On Mon, Apr 13, 2020 at 09:45:16PM -0400, Tom Lane wrote:
> Noah Misch <noah@leadboat.com> writes:
> > This seems to have made the following race condition easier to hit:
> > https://www.postgresql.org/message-id/flat/20200206074552.GB3326097%40rfd.leadboat.com
> > https://www.postgresql.org/message-id/flat/21519.1585272409%40sss.pgh.pa.us
>
> Yeah, I just came to the same guess in the other thread.
>
> > While I don't think that indicates anything wrong with the fix for $SUBJECT,
> > creating more buildfarm noise is itself bad. I am inclined to revert the fix
> > after a week. Not immediately, in case it uncovers lower-probability bugs.
> > I'd then re-commit it after one of those threads fixes the other bug. Would
> > anyone like to argue for a revert earlier, later, or not at all?
>
> I don't think you should revert. Those failures are (just) often enough
> to be annoying but I do not think that a proper fix is very far away.
That works for me, but an actual defect may trigger a revert. Fujii Masao
reported high walsender CPU usage after this patch. The patch caused idle
physical walsenders to use 100% CPU. When caught up, the
WalSndSendDataCallback for logical replication, XLogSendLogical(), sleeps
until more WAL is available. XLogSendPhysical() just returns when caught up.

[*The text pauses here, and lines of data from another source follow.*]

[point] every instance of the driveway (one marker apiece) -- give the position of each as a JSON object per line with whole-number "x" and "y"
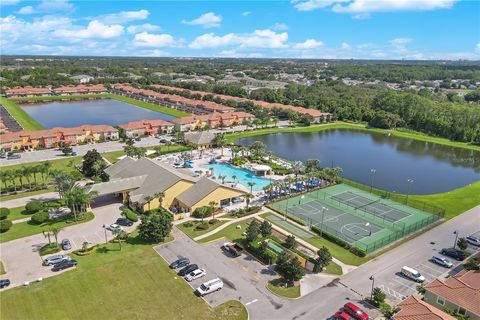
{"x": 244, "y": 277}
{"x": 22, "y": 261}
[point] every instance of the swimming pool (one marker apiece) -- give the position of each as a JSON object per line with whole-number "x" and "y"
{"x": 243, "y": 176}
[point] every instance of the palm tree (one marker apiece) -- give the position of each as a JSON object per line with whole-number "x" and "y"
{"x": 212, "y": 205}
{"x": 55, "y": 232}
{"x": 251, "y": 184}
{"x": 148, "y": 199}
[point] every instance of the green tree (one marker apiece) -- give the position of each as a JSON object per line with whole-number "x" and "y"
{"x": 155, "y": 227}
{"x": 324, "y": 257}
{"x": 252, "y": 231}
{"x": 265, "y": 228}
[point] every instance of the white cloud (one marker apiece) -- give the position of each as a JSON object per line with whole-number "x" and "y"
{"x": 207, "y": 20}
{"x": 142, "y": 27}
{"x": 370, "y": 6}
{"x": 279, "y": 27}
{"x": 257, "y": 39}
{"x": 146, "y": 39}
{"x": 309, "y": 44}
{"x": 26, "y": 10}
{"x": 95, "y": 29}
{"x": 123, "y": 16}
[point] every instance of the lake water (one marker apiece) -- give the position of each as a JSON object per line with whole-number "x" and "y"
{"x": 76, "y": 113}
{"x": 433, "y": 167}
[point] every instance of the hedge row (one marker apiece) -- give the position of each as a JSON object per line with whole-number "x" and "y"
{"x": 340, "y": 242}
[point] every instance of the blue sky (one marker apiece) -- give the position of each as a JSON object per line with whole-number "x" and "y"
{"x": 362, "y": 29}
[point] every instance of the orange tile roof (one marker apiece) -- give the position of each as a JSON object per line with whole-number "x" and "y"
{"x": 413, "y": 308}
{"x": 463, "y": 289}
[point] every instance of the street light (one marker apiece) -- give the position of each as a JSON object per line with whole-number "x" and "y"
{"x": 371, "y": 181}
{"x": 105, "y": 230}
{"x": 372, "y": 278}
{"x": 456, "y": 238}
{"x": 410, "y": 181}
{"x": 321, "y": 225}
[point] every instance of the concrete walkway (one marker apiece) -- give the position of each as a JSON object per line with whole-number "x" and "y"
{"x": 20, "y": 202}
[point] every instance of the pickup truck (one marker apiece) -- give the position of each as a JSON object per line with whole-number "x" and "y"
{"x": 231, "y": 249}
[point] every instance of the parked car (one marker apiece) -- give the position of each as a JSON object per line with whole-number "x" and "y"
{"x": 180, "y": 263}
{"x": 66, "y": 245}
{"x": 340, "y": 315}
{"x": 114, "y": 227}
{"x": 124, "y": 222}
{"x": 453, "y": 253}
{"x": 195, "y": 274}
{"x": 442, "y": 261}
{"x": 210, "y": 286}
{"x": 186, "y": 270}
{"x": 230, "y": 249}
{"x": 355, "y": 311}
{"x": 473, "y": 240}
{"x": 412, "y": 274}
{"x": 4, "y": 283}
{"x": 64, "y": 265}
{"x": 55, "y": 259}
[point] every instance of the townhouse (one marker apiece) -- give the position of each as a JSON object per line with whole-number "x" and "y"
{"x": 147, "y": 127}
{"x": 52, "y": 138}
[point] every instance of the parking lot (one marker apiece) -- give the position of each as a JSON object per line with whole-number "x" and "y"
{"x": 244, "y": 278}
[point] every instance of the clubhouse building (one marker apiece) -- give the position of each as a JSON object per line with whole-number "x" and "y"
{"x": 147, "y": 184}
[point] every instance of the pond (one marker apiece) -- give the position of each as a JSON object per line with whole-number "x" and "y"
{"x": 433, "y": 167}
{"x": 76, "y": 113}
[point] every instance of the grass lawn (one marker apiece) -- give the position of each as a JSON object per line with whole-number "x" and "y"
{"x": 25, "y": 194}
{"x": 189, "y": 227}
{"x": 338, "y": 252}
{"x": 21, "y": 116}
{"x": 231, "y": 232}
{"x": 277, "y": 286}
{"x": 17, "y": 213}
{"x": 129, "y": 284}
{"x": 25, "y": 229}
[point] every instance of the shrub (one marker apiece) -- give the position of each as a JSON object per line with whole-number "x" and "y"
{"x": 4, "y": 212}
{"x": 5, "y": 225}
{"x": 40, "y": 217}
{"x": 202, "y": 226}
{"x": 33, "y": 207}
{"x": 130, "y": 215}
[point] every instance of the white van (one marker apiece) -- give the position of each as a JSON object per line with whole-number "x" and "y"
{"x": 412, "y": 274}
{"x": 210, "y": 286}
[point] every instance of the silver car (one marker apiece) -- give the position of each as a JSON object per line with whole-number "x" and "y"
{"x": 55, "y": 259}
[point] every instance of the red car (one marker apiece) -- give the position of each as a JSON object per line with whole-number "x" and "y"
{"x": 340, "y": 315}
{"x": 355, "y": 311}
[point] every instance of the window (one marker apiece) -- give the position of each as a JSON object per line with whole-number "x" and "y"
{"x": 461, "y": 311}
{"x": 440, "y": 301}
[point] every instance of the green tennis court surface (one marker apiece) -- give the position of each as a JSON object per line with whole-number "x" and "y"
{"x": 366, "y": 221}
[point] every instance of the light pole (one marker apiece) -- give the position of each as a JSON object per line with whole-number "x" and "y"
{"x": 372, "y": 278}
{"x": 410, "y": 181}
{"x": 105, "y": 230}
{"x": 456, "y": 238}
{"x": 321, "y": 224}
{"x": 371, "y": 180}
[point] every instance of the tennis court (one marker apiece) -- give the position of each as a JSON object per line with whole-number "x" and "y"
{"x": 366, "y": 221}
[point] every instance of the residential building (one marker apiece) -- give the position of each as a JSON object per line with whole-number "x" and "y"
{"x": 147, "y": 184}
{"x": 414, "y": 308}
{"x": 460, "y": 293}
{"x": 82, "y": 78}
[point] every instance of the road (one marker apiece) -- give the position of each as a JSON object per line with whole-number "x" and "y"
{"x": 22, "y": 261}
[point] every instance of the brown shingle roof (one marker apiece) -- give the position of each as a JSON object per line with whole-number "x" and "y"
{"x": 413, "y": 308}
{"x": 463, "y": 290}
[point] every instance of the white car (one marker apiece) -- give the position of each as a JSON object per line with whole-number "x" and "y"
{"x": 195, "y": 274}
{"x": 114, "y": 227}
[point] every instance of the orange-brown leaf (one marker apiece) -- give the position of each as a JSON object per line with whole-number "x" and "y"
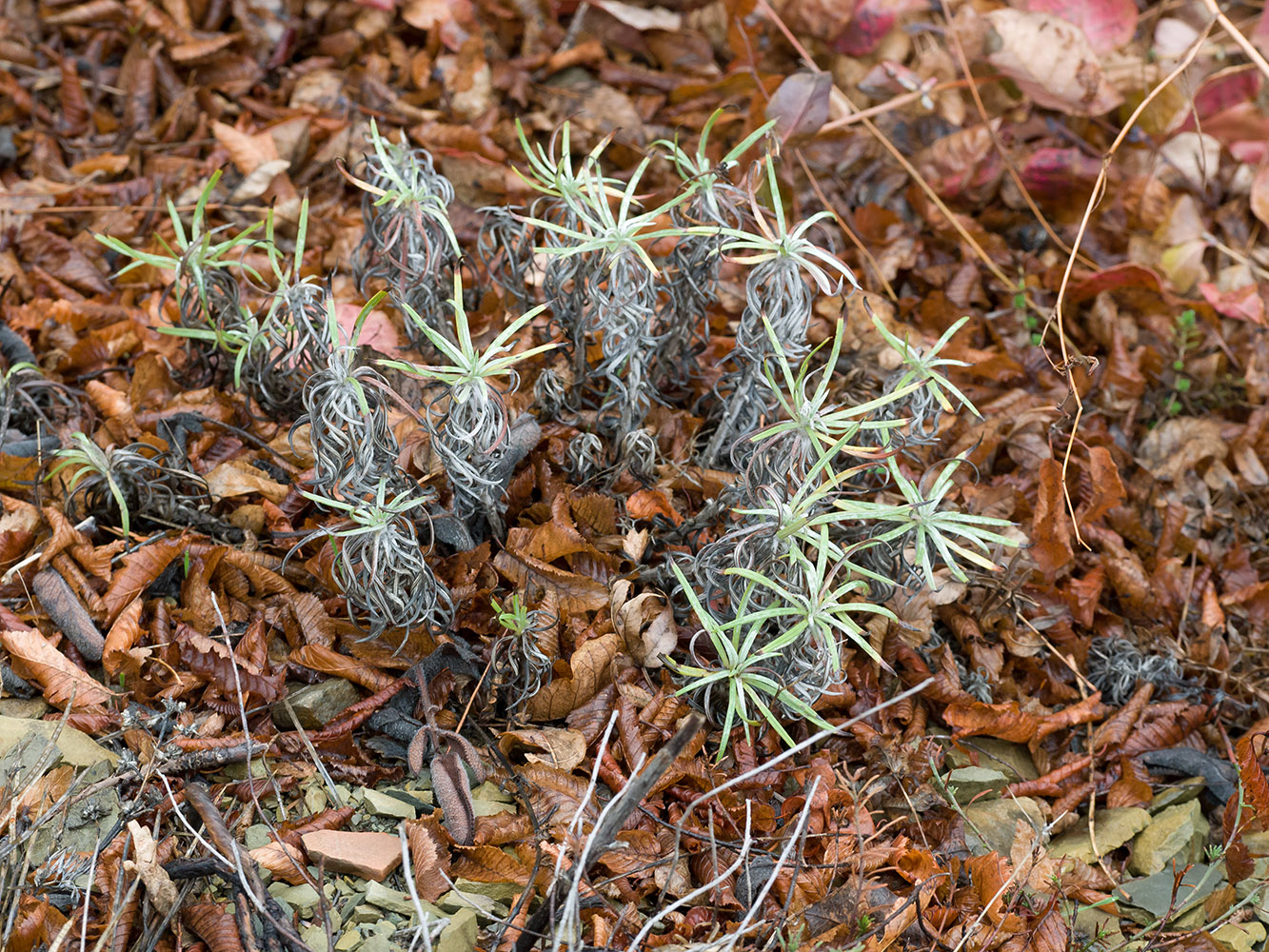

No amount of WAL is too small for physical replication to dispatch, but
logical replication needs the full xl_tot_len of a record. Some options:
1. Make XLogSendPhysical() more like XLogSendLogical(), calling
WalSndWaitForWal() when no WAL is available. A quick version of this
passes tests, but I'll need to audit WalSndWaitForWal() for things that are
wrong for physical replication.
2. Make XLogSendLogical() more like XLogSendPhysical(), returning when
insufficient WAL is available. This complicates the xlogreader.h API to
pass back "wait for this XLogRecPtr", and we'd then persist enough state to
resume decoding. This doesn't have any advantages to make up for those.
3. Don't avoid waiting in WalSndLoop(); instead, fix the stall by copying the
WalSndKeepalive() call from WalSndWaitForWal() to WalSndLoop(). This risks
further drift between the two wait sites; on the other hand, one could
refactor later to help avoid that.
4. Keep the WalSndLoop() wait, but condition it on !logical. This is the
minimal fix, but it crudely punches through the abstraction between
WalSndLoop() and its WalSndSendDataCallback.
I'm favoring (1). Other preferences?